As Actividades de Enriquecimento Curricular (AEC), há quem as designe de Actividades de Empobrecimento Curricular, nasceram algo tortas e, como diz a sábia voz do povo, «aquilo que nasce torto, tarde ou mal se endireita».
Não querendo tomar a parte pelo todo, não me atrevo, para já, a juntar-me ao exército, que tem visto as suas fileiras engrossarem, daqueles que diabolizam as AEC. Apesar de não ser novidade para ninguém que me conheça que não concordo com o modelo adoptado nem com os objectivos (se é que estes existem) que estas se propões alcançar. Todavia, posso afirmar, convictamente, que este modelo contribui para o empobrecimento dos professores envolvidos no projecto.
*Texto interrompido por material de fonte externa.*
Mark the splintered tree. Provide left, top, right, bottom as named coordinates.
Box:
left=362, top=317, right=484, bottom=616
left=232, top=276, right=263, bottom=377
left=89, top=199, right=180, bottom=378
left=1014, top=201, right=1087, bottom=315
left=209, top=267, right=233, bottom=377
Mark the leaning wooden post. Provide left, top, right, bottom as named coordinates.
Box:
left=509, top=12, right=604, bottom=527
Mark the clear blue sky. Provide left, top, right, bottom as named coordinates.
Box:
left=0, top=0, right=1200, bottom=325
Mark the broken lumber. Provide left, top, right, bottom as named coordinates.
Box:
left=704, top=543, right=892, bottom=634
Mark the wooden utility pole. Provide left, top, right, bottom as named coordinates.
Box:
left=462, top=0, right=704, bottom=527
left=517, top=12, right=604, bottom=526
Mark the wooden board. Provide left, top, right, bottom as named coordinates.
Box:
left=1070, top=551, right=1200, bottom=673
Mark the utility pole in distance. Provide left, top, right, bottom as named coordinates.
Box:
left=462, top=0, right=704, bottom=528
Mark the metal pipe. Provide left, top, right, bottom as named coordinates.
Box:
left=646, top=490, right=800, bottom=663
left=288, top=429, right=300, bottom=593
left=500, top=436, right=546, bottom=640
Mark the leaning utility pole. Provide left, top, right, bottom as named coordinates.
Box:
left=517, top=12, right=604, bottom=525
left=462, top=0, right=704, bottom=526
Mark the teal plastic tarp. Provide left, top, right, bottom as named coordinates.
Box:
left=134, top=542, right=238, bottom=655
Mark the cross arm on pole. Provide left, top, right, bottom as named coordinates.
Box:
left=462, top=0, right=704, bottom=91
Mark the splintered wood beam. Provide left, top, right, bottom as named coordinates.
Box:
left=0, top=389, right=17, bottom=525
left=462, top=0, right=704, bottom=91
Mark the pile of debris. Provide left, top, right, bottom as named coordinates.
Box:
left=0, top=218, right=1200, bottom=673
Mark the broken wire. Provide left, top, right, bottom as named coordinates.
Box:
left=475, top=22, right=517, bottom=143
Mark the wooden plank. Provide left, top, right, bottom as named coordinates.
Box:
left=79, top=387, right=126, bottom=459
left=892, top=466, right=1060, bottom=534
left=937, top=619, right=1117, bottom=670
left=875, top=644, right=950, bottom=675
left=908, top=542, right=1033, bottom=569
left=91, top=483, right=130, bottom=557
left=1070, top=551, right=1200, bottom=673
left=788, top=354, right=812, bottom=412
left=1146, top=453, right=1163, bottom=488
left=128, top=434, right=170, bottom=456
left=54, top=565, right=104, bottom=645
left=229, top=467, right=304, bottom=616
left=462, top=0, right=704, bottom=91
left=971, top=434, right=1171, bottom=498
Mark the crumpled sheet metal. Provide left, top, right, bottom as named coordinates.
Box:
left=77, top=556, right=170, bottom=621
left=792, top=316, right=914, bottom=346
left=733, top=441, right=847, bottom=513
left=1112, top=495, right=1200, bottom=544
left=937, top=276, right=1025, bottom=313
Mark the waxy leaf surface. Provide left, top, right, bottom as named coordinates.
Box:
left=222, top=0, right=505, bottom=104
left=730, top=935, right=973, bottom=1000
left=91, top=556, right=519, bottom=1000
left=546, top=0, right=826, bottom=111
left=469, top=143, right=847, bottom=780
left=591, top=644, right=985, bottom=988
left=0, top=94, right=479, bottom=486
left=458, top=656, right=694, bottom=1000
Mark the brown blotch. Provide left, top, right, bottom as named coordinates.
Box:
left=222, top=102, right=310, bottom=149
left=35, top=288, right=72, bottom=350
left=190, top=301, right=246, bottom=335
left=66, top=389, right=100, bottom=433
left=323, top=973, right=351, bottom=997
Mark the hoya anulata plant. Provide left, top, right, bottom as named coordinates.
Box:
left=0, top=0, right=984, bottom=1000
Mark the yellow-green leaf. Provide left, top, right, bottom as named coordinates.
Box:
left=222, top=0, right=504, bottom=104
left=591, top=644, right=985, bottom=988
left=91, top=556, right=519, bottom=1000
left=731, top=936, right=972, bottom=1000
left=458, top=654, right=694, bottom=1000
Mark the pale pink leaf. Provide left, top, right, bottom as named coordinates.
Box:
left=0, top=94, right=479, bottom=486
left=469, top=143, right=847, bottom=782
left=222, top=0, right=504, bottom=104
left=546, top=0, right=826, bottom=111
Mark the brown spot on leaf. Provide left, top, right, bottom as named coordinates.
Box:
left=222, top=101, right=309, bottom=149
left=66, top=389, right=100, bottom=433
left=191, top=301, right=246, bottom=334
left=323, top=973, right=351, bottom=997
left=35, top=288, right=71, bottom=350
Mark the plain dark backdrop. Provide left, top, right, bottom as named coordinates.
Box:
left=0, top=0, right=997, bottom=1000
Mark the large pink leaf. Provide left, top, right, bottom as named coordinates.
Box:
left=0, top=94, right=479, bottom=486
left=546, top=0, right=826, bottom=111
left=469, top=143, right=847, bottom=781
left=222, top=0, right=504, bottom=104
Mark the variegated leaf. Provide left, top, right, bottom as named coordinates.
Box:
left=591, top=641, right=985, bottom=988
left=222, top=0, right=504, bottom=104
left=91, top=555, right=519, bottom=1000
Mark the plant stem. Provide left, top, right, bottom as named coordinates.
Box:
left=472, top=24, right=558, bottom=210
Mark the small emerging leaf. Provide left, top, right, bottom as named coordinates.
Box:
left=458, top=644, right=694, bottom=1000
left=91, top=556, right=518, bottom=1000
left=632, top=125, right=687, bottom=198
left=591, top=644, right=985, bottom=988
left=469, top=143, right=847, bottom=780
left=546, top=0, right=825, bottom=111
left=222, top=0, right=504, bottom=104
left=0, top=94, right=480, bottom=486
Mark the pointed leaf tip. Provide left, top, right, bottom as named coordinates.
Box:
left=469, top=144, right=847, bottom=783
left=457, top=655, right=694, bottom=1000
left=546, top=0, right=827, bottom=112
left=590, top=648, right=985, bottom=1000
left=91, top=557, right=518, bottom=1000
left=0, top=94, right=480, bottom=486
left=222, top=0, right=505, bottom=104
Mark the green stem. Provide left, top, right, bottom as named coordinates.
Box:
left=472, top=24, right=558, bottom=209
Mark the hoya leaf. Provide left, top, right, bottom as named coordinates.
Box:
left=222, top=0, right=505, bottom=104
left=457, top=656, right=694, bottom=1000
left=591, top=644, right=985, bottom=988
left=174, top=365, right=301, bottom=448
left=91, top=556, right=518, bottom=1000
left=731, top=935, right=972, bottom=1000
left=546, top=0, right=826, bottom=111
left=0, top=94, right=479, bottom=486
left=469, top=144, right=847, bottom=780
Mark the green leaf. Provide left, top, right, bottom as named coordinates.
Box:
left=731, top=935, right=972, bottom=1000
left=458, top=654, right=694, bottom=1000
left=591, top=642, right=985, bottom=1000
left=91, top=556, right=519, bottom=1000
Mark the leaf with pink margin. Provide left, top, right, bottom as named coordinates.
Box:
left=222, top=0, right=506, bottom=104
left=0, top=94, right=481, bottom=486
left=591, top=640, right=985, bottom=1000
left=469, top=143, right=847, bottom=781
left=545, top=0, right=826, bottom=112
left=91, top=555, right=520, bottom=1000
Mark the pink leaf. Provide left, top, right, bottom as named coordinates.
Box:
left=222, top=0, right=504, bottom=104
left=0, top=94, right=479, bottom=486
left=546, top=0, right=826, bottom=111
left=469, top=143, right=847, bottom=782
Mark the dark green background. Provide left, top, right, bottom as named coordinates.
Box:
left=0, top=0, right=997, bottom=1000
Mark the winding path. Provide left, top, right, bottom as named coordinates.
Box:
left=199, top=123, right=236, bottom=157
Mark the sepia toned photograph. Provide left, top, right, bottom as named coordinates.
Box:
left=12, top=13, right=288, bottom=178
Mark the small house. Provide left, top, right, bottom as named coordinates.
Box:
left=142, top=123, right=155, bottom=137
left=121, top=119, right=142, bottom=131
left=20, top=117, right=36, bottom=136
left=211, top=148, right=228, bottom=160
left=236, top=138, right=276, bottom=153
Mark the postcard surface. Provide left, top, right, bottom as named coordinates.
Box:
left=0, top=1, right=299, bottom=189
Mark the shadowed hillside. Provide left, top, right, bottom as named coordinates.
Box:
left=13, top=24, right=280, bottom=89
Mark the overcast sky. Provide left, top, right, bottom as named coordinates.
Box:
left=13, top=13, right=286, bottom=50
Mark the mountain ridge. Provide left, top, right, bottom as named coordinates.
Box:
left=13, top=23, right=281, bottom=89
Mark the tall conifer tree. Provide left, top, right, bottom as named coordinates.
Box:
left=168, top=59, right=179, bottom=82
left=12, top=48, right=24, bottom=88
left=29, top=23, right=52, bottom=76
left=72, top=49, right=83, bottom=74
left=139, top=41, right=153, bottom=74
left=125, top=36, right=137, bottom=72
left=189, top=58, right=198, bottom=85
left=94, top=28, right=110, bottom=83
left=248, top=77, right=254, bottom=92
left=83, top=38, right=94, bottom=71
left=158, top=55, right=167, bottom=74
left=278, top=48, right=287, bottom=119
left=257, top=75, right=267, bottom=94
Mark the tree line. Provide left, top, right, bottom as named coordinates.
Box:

A trabalharem desde Setembro sem receberem um cêntimo pelos seus serviços é absolutamente inaceitável. Não esqueçamos que estes profissionais trabalham a «Recibo Verde», portanto há uma boa parte do ano em que não recebem coisa alguma. Isto já é preocupante. Pensar que estas pessoas desde Julho que não auferem qualquer vencimento suscita-me algumas questões: Quem paga a renda / prestação da casa? Quem paga a alimentação? Quem paga a água, a luz, o telefone? Como é que se vive assim? Não esqueçamos que muitos têm que se deslocar em transporte próprio para a (s) escola (s) onde leccionam. Não sei se esta situação se está a passar em todo o país. Em Viseu esta é uma realidade dramática. Parece que os vencimentos estão a ser processados…estavam…estarão…Ninguém sabe ao certo.
O que sei é que há gente a vivenciar situações dramáticas. Um amigo disse-me que não sabe se o dinheiro que ainda lhe resta será suficiente para o combustível que lhe permita deslocar-se às várias escolas em que trabalha. Aqui está outra aberração: contratam imensa gente e depois atribuem apenas 12 horas a cada professor, horas distribuídas por distintos locais, obrigando a várias deslocações diárias.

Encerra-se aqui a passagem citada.